Tuesday, May 7, 2019

Contemporary Business Math for Colleges Speech or Presentation

Contemporary Business Math for Colleges - obstetrical delivery or Presentation ExampleThe percentage increase in a variable is computed by establishing the divergence surrounded by an initial amount, the base and the final amount. The difference is divided by the initial amount. Then the figure is converted to a percentage by multiplication of the fraction by 100.% Increase/Decrease = deviance between Two Figures Previous FigureDiscounts, interest, commission, and markups and mark fling offsA discount is a reduction made in the cost of a product in order to promote sales. Discounts also enable customers to save because of slight expenditure. The discount is calculated based on the original cost of an item. The commission is the return received by a salesperson after completion of a business transaction. The commission is also computed as a percentage of sales made. Interest is the fee, which is paid by a borrower of assets. The interest acts as a compensation for the owner of an asset. It is the value of borrowed money. Additionally, an interest is also obtained through the deposit of money with financial institutions.Markup is the difference between the retail product cost and the revenue obtained from a product customer. The ratio can be compared to the common margin in a financial statement analysis scenario. The markup margin represents the extra cost a retailer charges a customer in order to earn the profit. Conversely, the markdowns are the reduction of the initial exchange price in order to leverage on sales.

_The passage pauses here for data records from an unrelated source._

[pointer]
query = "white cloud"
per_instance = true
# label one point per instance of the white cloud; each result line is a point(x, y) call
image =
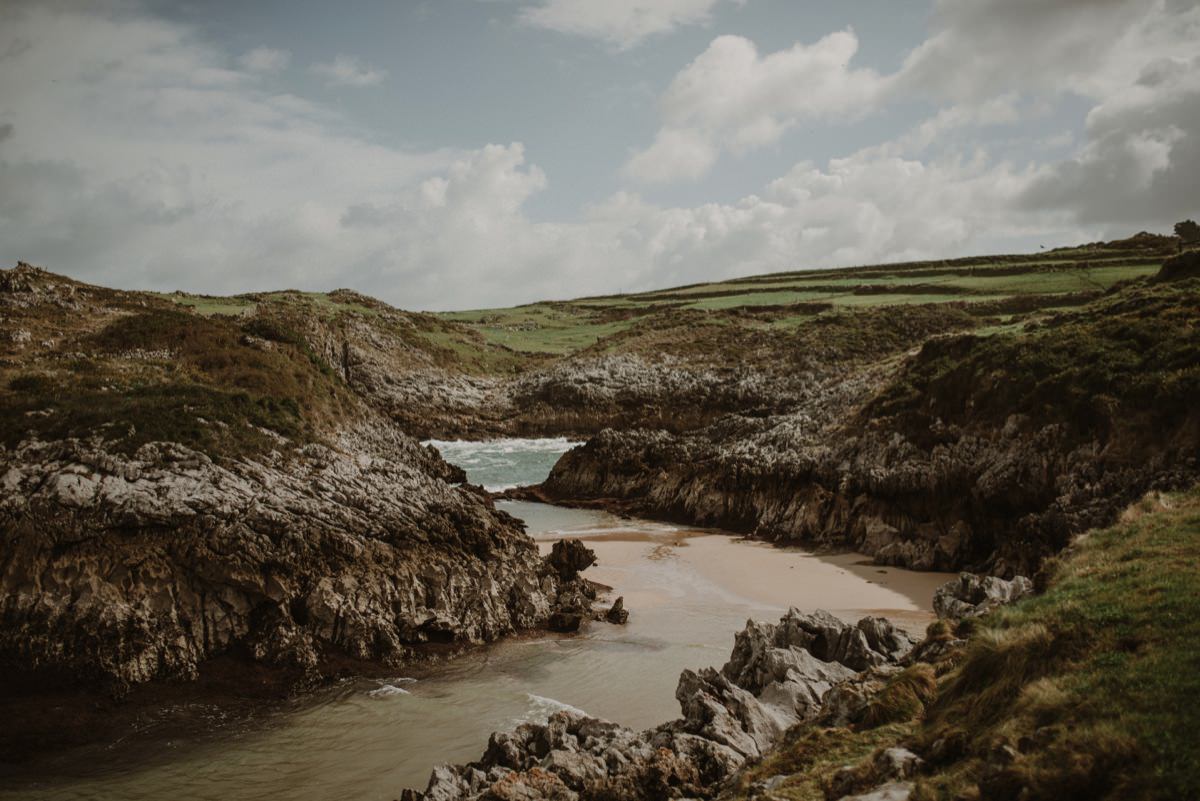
point(348, 71)
point(265, 59)
point(621, 23)
point(173, 167)
point(733, 98)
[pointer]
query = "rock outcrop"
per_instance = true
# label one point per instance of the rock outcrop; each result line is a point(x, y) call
point(774, 679)
point(129, 568)
point(971, 595)
point(960, 457)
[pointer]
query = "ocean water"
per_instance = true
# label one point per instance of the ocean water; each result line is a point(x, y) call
point(504, 463)
point(688, 592)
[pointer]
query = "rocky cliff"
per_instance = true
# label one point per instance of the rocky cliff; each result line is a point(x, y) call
point(177, 487)
point(778, 676)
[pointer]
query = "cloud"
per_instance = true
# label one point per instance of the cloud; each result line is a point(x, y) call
point(732, 98)
point(264, 59)
point(1137, 62)
point(348, 71)
point(1141, 161)
point(619, 23)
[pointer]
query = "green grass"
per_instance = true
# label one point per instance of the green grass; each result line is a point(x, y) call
point(810, 756)
point(1131, 357)
point(167, 374)
point(1087, 691)
point(1092, 684)
point(209, 306)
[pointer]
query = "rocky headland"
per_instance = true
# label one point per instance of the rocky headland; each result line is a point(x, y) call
point(189, 481)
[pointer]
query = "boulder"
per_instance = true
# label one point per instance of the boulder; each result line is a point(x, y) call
point(971, 595)
point(617, 613)
point(569, 558)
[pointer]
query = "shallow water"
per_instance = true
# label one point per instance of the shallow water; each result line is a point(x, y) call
point(688, 591)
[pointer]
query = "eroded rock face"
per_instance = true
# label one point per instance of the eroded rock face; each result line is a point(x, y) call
point(124, 570)
point(970, 595)
point(730, 716)
point(999, 501)
point(569, 558)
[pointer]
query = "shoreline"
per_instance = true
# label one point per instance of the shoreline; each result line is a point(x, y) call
point(220, 705)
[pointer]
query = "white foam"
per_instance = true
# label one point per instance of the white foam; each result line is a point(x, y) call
point(541, 708)
point(508, 445)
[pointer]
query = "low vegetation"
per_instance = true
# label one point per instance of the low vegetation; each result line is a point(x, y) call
point(1086, 691)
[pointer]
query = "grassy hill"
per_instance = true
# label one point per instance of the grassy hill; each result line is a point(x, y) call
point(1006, 288)
point(1083, 692)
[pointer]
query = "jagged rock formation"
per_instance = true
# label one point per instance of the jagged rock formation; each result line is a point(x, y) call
point(177, 487)
point(971, 595)
point(977, 452)
point(131, 568)
point(775, 678)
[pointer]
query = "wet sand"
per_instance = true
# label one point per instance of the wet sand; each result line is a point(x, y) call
point(760, 574)
point(688, 592)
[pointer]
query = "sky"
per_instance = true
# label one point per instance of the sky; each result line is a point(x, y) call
point(472, 154)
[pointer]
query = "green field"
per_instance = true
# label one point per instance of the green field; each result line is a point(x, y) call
point(785, 301)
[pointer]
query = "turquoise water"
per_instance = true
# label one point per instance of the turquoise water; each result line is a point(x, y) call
point(504, 463)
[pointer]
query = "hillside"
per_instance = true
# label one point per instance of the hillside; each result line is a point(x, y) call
point(187, 479)
point(1083, 691)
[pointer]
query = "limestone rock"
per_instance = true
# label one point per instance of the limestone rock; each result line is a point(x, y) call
point(971, 595)
point(617, 613)
point(129, 568)
point(730, 716)
point(569, 558)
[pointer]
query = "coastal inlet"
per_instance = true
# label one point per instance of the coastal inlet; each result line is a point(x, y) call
point(687, 590)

According to Southam (2013), a retailer marks down a product because of stock accumulation. Additionally, products are marked down because of the perishability of a product. Traders also markdown products in the work of offering discounts to their customers. Promotions also call for product markdown in order for potential customers to purchase the products. The markup helps in equalizing of bare(a) profits to marginal costs.Computation o f depreciationDepreciation is the reduction of the value of an asset over time. on that point are many methods used in the calculation of depreciation. The commonly used methods are a Straight-line method, reduplicate declining balance and the sum of year digits.The straight-line method of depreciation calculation spreads depreciation equally over the built-in period of an asset. However, the salvage value of an asset must be ascertained prior to the computation of depreciation.